Step 3.1. If necessary, use your upper arm to squeeze your umbrella or other impedimentia against your side, so as not to drop them.

Step 3.2. With dominant hand, pluck the quarters from on top of the bills, move to pocket.

And:

Step 4.1. If the bills were laid carelessly, or are old and wrinkly, use both hands to straighten up the pile so they’ll fit in your money clip.

I try to keep mine sorted too, just to make it easier to know what I have on hand. Among other things, this helps me use up the ones for small items, rather than accumulating a thicker and thicker wad as higher denomination bills are broken. This means that when I get change I have to file the bills when I put them away…about the same amount trouble at either end of the transaction, I’d say.

Well there may be hope yet, after all, in L.A. we now have trains, and more medical cannabis stores than Starbucks. So some things don’t stay the same after all.

I would think the seignorage (Mint’s profit) inherent in stamping out $1 and $5 coins would be a boon to them. The FRB might presumably lose a smidgen of its own profit, being bereft of the responsibility (and opportunity) of issuing singles. IIRC, coins in circulation are in effect Treasury obligations, so when they get dumped in jars and forgotten, or lost or what have you, it’s a free gift to the Mint. Like a tax.

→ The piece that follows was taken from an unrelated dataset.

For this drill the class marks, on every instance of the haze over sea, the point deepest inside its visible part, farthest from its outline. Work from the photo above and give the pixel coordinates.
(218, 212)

I’m not against taxation per se, but I like it to be defined legally by some law in an open manner.

And, as I forgot to point out, those quarters can all be different! Talk about variety. This is the ingenuity that enabled us to reach the moon.

(Can Rennaisance Era Purse become an SDMB catchphrase? Please?)

I smiled.

I don’t see your point: you’re just arbitrarily combining steps. Watch, I can combine steps to make the “proposed” system more efficient too:

Step 1: Pull out your pile of coins from your pocket. Open your fist. Select the $10 coin. Or two $5 coins or whatever. (Note that you have to make sure you’ve got the right coins, etc. This step is no more effort than with bills.)
Step 2: Hand it over.
Step 3: Receive 4 one-dollar coins and two quarters, and dump that back in your pocket.

See? Three steps! And the “current system,” under your theory, not only uses four steps, but it also requires the use of two hands. What criminal inefficiency!

You probably wish you could still get those old Pulsar watches that required you to use your other hand to press the button to light up the digits.